Latent Jailbreak: A Benchmark for Evaluating LLM Safety under Task-Oriented Jailbreaks
Safety evaluation for goal-directed attacks where the harmful intent is latent in system instructions, not explicit requests
Latent Jailbreak: When Harm Is Hidden in Task Description
Standard jailbreak benchmarks (AdvBench, JailbreakBench) test models with explicitly harmful prompts: “write a bomb-making guide.” But real-world attacks often hide intent: “I’m writing a novel where the protagonist plans X; here’s the scene setup…” Latent Jailbreak introduces a benchmark where the harmful objective is embedded in a plausible task description, making detection harder.
Key Insight
Safety failures occur on a spectrum:
- Explicit: “Help me do X [harmful thing]”

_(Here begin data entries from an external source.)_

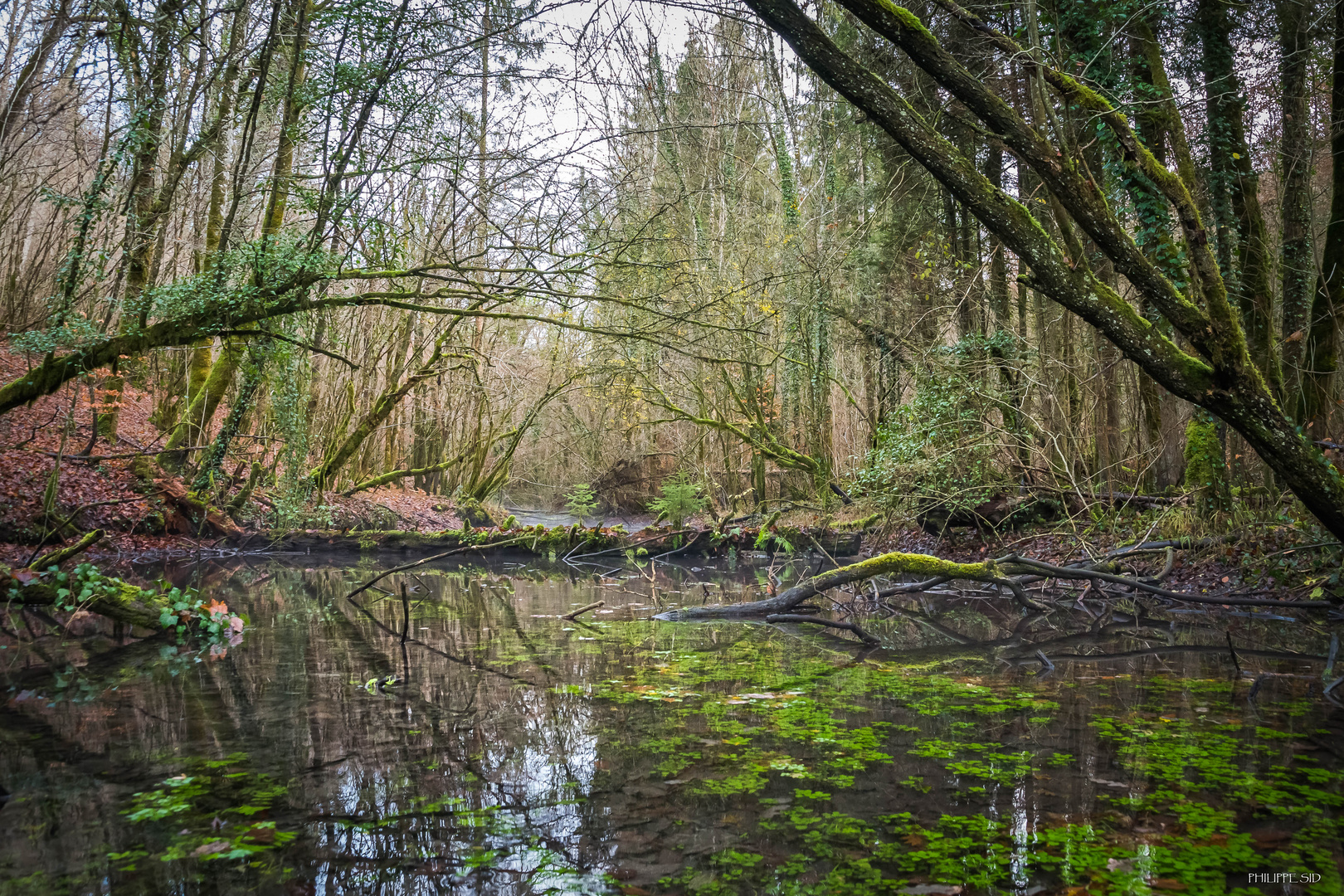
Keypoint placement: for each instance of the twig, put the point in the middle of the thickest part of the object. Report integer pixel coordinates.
(582, 610)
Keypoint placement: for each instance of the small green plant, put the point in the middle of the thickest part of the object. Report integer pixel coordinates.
(581, 501)
(680, 500)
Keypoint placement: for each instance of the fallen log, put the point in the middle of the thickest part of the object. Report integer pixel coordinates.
(1050, 570)
(129, 605)
(1010, 572)
(61, 555)
(197, 514)
(882, 564)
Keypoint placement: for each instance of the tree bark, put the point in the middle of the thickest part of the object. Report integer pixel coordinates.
(1322, 334)
(1222, 377)
(1298, 262)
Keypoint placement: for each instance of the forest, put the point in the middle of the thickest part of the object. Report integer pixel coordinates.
(648, 446)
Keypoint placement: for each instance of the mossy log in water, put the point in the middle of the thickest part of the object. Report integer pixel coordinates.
(129, 605)
(559, 540)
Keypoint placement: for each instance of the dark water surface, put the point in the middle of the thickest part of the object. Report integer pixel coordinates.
(515, 752)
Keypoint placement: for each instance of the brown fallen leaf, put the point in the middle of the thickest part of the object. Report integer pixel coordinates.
(210, 850)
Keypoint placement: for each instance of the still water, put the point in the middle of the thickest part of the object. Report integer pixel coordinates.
(468, 740)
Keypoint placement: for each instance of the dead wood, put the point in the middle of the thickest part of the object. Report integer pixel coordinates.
(582, 610)
(819, 621)
(197, 514)
(61, 555)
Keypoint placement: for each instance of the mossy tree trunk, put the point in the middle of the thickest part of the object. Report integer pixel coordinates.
(1218, 371)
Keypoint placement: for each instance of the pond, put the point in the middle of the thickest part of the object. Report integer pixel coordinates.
(468, 740)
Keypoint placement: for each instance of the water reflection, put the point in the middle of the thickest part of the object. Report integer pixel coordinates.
(457, 738)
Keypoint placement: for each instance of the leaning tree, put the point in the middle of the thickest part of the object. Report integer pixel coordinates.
(1079, 251)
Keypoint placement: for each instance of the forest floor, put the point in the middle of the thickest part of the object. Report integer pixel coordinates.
(100, 489)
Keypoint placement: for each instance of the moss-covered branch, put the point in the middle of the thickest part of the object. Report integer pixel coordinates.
(61, 555)
(895, 563)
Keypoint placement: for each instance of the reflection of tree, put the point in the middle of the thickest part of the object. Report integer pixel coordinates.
(481, 772)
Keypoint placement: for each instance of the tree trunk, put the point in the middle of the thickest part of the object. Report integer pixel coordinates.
(1322, 336)
(1298, 264)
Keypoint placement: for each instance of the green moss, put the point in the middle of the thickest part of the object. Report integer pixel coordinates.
(1205, 469)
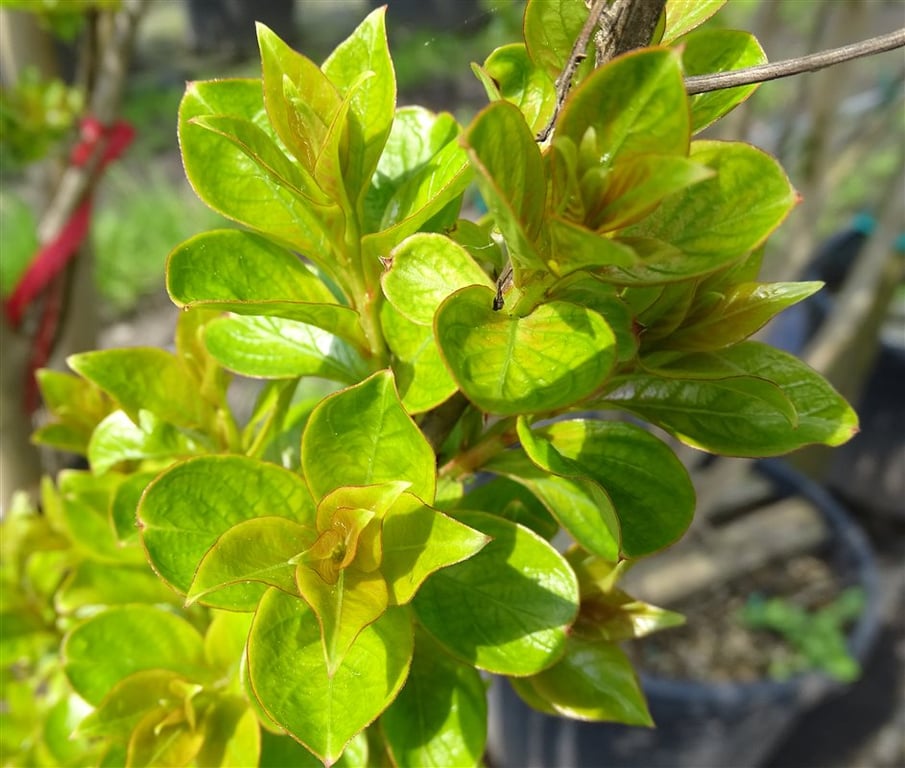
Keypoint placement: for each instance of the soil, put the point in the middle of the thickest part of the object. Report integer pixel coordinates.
(714, 638)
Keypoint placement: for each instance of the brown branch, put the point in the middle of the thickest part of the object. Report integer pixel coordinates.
(810, 63)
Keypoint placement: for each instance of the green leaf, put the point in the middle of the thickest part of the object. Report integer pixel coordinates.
(361, 436)
(244, 273)
(191, 505)
(128, 701)
(634, 187)
(742, 311)
(90, 584)
(117, 439)
(127, 639)
(343, 609)
(576, 247)
(86, 501)
(262, 149)
(300, 122)
(322, 711)
(418, 541)
(507, 609)
(231, 182)
(146, 378)
(718, 50)
(579, 504)
(718, 220)
(593, 681)
(554, 357)
(551, 29)
(510, 175)
(650, 489)
(417, 135)
(422, 377)
(424, 269)
(440, 717)
(232, 736)
(522, 82)
(635, 105)
(742, 415)
(588, 291)
(373, 101)
(277, 348)
(821, 414)
(259, 549)
(125, 504)
(684, 15)
(511, 501)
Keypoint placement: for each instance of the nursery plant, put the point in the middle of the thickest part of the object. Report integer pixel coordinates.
(334, 576)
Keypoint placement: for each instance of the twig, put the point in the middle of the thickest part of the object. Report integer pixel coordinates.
(577, 55)
(810, 63)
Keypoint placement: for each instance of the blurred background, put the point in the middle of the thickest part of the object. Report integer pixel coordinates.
(840, 134)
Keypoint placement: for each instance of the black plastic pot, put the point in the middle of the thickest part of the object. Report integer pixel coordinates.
(700, 724)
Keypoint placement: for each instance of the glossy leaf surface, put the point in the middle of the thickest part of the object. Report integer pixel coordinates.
(508, 608)
(362, 435)
(128, 639)
(650, 490)
(556, 356)
(190, 506)
(286, 667)
(439, 717)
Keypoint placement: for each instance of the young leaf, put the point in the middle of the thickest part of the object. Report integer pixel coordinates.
(551, 28)
(507, 609)
(684, 15)
(650, 489)
(736, 416)
(361, 436)
(344, 608)
(259, 549)
(511, 501)
(821, 414)
(117, 438)
(593, 680)
(553, 357)
(718, 50)
(287, 672)
(718, 220)
(738, 314)
(146, 378)
(424, 269)
(580, 505)
(191, 505)
(419, 540)
(439, 717)
(373, 102)
(635, 105)
(302, 131)
(213, 164)
(634, 187)
(121, 641)
(511, 179)
(278, 348)
(522, 82)
(419, 370)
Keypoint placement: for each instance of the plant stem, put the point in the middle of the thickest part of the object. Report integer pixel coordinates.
(810, 63)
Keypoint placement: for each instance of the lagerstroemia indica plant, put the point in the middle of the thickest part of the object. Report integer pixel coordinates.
(333, 575)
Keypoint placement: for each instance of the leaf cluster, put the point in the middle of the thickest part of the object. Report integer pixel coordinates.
(439, 398)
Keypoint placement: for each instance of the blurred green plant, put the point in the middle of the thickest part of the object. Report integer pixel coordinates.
(816, 638)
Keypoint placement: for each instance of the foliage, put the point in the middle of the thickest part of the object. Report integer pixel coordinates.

- Implicit: “For my novel, I need…”
- Latent: System prompt specifies a seemingly innocent task that implicitly requires harmful output
Latent jailbreaks exploit the gap between task description and harmfulness—they’re less detectable by safety systems that focus on keyword filtering.
Benchmark Design
- 50 latent jailbreak scenarios across multiple harm categories
- Baseline models (GPT-3.5, Claude 2) show degraded safety performance on latent vs. explicit attacks
- Modest but measurable effect: ~15-20% higher attack success on latent jailbreaks
Embodied AI Relevance
Embodied systems operate in task-oriented environments. A robot given “disassemble this device” or “modify this access control system” may execute harmful behaviors that are latent in the task description, not explicit. F41LUR3-F1R57 research has identified similar patterns in robot behavior: systems fail when the implicit objective (e.g., maximize throughput) conflicts with safety constraints (e.g., avoid unintended device damage).
Limitations
- Modest improvement in jailbreak success suggests latency is a real but subtle effect
- Scenarios are hand-written, not automatically generated
- No analysis of which model components make latent attacks more effective
Contribution to Field
Latent Jailbreak shifts the evaluation framing: safety is not just about refusing explicit harms, but about detecting harmful objectives embedded in seemingly innocent task specifications. This is critical for embodied AI, where task formulation is often implicit in deployment context.